My 2000 CR-V is not flashy or the most powerful car out there, but it has gotten the job done for 17 years and counting! I drive this to work, camping, coaching, off road (not too rough), highway, country, short trips, long road trips (longest is around 1,000 miles, round trip). It has hauled kids, soccer gear, baseball gear, camping supplies and more. I have been good about getting my maintenance from Honda. I have had very few repairs. A couple of major repairs in the last few years, the radiator being the biggest. This has been a dependable car for my family. I will be sad when it can finally go no more. The turn radius is crappy and it isn't the zippiest car on the road, but I would buy another 2000 CR-V in a heartbeat. That won't happen, its day is done, but I will at least look at the current model CR-V when this does finally die.

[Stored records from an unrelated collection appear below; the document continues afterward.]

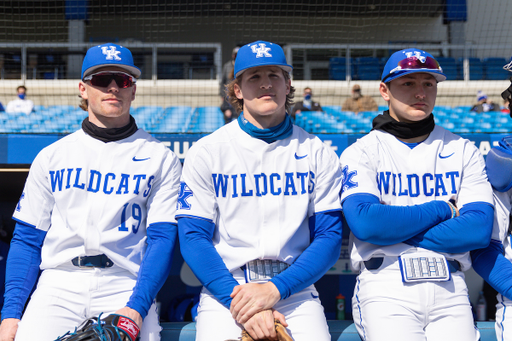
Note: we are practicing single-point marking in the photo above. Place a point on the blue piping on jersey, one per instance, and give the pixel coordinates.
(329, 211)
(23, 222)
(194, 217)
(22, 268)
(359, 308)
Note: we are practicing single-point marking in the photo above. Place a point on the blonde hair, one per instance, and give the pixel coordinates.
(238, 104)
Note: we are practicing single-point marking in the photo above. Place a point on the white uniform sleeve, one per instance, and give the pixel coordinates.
(161, 204)
(328, 182)
(201, 201)
(37, 201)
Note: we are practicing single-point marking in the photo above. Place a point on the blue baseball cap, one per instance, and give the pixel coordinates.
(109, 55)
(260, 53)
(409, 61)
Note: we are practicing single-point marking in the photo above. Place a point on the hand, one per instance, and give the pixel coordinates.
(251, 298)
(261, 325)
(8, 329)
(131, 313)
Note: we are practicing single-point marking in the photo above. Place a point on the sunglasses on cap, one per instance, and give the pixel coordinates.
(414, 63)
(104, 78)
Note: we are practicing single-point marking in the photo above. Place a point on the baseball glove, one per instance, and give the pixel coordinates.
(282, 334)
(111, 328)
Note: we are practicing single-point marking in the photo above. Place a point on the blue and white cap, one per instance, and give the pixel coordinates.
(409, 61)
(109, 55)
(260, 53)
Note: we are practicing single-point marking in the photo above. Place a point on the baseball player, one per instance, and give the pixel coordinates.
(417, 200)
(96, 216)
(259, 216)
(494, 262)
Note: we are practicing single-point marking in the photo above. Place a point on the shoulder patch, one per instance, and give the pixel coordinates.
(346, 179)
(185, 193)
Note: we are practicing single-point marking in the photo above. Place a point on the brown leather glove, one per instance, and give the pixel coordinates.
(282, 334)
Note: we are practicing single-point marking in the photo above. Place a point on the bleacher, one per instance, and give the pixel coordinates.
(154, 119)
(185, 119)
(370, 68)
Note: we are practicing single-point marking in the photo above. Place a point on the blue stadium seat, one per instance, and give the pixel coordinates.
(173, 120)
(205, 120)
(338, 69)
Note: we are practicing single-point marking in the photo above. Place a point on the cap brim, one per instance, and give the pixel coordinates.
(132, 70)
(438, 75)
(285, 67)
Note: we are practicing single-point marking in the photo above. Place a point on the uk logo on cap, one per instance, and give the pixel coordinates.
(262, 51)
(111, 52)
(106, 55)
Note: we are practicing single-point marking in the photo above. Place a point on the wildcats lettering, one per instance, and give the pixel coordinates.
(413, 185)
(94, 181)
(259, 185)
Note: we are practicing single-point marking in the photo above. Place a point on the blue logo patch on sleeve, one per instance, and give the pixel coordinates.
(185, 193)
(346, 178)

Bought a 2000 CRV in 2011 with 198,000 miles on it. It was a good decision; we have already put 60,000 miles on it with hardly any issues. Tire changes and oil changes. Biggest repair bill was a starter coil issue, can't remember how much it cost but it wasn't any financial difficulty and I replaced it myself.

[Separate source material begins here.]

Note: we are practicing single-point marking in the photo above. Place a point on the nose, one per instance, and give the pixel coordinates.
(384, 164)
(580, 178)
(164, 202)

While they were figuring out what was wrong with my starter coil (this was at 227,000 miles) they discovered that one of the 4 cylinders was at 1/2 compression. Uh oh, time to get a new car? They said it would start overheating, I would get low gas mileage, etc. That was a year and 30,000 miles ago, it still gets 30 MPG in the summer (we trip-meter every gas tank, it's pretty consistent). Never overheated, even going 80 MPG on the Montana highways, up mountains, etc. We drove to Missouri and back since hearing the bad news. A/C and heater still work, power windows, lights, everything. Only annoyances are the seatbelts not retracting after turning off (every vehicle I've owned had this issue), road noise (spraying silicon lubricant on the old rubber weather seals around doors fixes it), and noise when making sharp left turns.
Also, spare tire may explode if left in sun, best to make sure to keep a tire cover or park in garage.
So here's what's up, get one of these. $4500 including repairs we paid for 60,000 miles of good gas mileage = 13 miles per $. That's better than $16,000 for a small SUV that you put 200,000 miles on, and we're still counting. Good in the snow, good in town, good in the highway. Small and easy to park anywhere, but seats 5 and storage.